Ciena's bid to acquire Cyan pushes the packet-optical vendor deeper into the SDN/NFV software market, giving Ciena the keys to Cyan's Blue Planet ecosystem just as that software platform is starting to gain real traction with service providers.
Announced this morning, the $400 million deal comes as traditional network hardware vendors like Ciena are looking to stake a claim in the SDN/NFV race. Cyan, one of the smaller players in the optical networking market, has pursued SDN/NFV orchestration for service provider networks more aggressively than most, and recently announced a long-awaited contract with CenturyLink for its Blue Planet orchestration software. (See Ciena to Acquire Cyan for $400M and Cyan's CenturyLink Win Built on Experience, Flexibility.)
Ciena Corp. (NYSE: CIEN) has long been a fan of the open networking model espoused by Cyan Inc. , as demonstrated by Ciena's own OPn network architecture. Last year, Ciena augmented that commitment by announcing its Agility Matrix platform, focused on enabling virtual network functions at the enterprise edge.

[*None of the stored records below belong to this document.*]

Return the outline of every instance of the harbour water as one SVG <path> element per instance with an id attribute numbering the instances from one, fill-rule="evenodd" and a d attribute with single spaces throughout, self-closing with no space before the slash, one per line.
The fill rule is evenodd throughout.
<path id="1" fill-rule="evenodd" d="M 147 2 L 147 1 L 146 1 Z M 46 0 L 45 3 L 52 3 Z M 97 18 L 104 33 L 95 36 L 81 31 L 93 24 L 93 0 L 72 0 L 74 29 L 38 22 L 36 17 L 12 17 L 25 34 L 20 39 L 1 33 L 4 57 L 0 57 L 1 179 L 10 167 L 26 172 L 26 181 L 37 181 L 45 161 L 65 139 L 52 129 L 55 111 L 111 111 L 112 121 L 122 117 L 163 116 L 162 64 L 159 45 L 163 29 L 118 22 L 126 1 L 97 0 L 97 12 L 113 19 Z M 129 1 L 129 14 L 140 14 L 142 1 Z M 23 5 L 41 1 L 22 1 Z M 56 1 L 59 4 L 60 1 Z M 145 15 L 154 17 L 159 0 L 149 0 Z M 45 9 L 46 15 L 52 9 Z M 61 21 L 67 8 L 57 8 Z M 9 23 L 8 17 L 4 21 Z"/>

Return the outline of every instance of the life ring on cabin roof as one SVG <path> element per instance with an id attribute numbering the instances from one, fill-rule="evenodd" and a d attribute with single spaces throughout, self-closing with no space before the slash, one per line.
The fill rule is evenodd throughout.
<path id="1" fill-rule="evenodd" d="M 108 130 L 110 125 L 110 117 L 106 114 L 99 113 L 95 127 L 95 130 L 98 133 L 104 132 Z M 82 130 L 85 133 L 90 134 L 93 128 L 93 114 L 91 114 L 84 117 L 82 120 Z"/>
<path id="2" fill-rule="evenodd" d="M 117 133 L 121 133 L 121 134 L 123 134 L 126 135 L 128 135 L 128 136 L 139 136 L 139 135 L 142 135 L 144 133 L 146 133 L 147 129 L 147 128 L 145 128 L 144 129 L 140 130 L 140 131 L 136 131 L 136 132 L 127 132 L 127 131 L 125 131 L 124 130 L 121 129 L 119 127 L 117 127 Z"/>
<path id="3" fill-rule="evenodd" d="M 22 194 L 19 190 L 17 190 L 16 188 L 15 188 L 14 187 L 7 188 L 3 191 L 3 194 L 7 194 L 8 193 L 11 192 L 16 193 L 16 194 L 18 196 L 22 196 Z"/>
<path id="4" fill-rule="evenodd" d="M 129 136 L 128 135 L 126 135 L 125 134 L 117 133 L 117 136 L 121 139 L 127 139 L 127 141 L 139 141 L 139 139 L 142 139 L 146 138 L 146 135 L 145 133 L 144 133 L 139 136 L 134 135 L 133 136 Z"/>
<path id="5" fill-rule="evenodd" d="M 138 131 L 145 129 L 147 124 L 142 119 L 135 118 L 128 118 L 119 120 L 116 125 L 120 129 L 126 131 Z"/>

Adding Cyan's Blue Planet will give Ciena a higher-level SDN play across service provider networks. (See and Ciena Amps Up Software Play, Attacks VNF 'Agility Gap'.)
"Unlike the router establishment, we are not threatened by virtualization and openness," Ciena CEO Gary Smith said on a call announcing the acquisition. "The network must become a software platform more capable of driving on-demand business models."
However, the SDN/NFV migration is still in its Wild West days, a fact that may have proved to challenging for Cyan to overcome alone. It has created a broad ecosystem in support of its Blue Planet software, including some of the biggest names in networking, and had gotten the platform into labs and trial with many carriers. But, Cyan also has been under financial pressure as it has looked to turn those engagements into revenue. The company was forced to seek additional financing late last year to support ongoing operations. (See Cyan Seeks Funding in SDN Squeeze and Cyan to Net $46.6M in Notes Sale.)
"Putting that ecosystem in the hands of Ciena changes the game completely," said Heavy Reading senior analyst Sterling Perrin. "They will be able to do more and drive standards better than a $100 million company, without question. This is a very good move for Cyan, which was bouncing into a ceiling as far as where it could go as a company."
Ciena may prove cautious about expecting too much too soon from the acquisition. The deal is expected to close in the fourth quarter, and Ciena officials said they don't expect significant revenue coming in from Cyan's software this year. They described the deal as "a medium- to long-term investment in a nascent software market."
On the hardware side, there might be some overlap between platforms like Ciena's 6500 and Cyan's Z-Series that will need to be negotiated, but on the call Ciena officials didn't have much to say yet about the integration project to come after the deal closes.
In any case, it looks like we correctly tagged Cyan as a seller in our recent guide to optical's summer of love -- and we obviously should have been more confident about calling Ciena a buyer. (See A Guide to Optical's Summer of Love.) Perrin noted that the Ciena-Cyan deal fits with the growing theme of consolidation in the optical market, even though the main drivers may have been less about the optical layer than what lies above. This week's announcement comes just a few weeks after Nokia Networks announced it would acquire Alcatel-Lucent (NYSE: ALU), and Infinera Corp. (Nasdaq: INFN) committed to buy Transmode Systems AB . (See Nokia & Alcatel-Lucent to Combine and Infinera Coming Closer to Mastering the Metro.)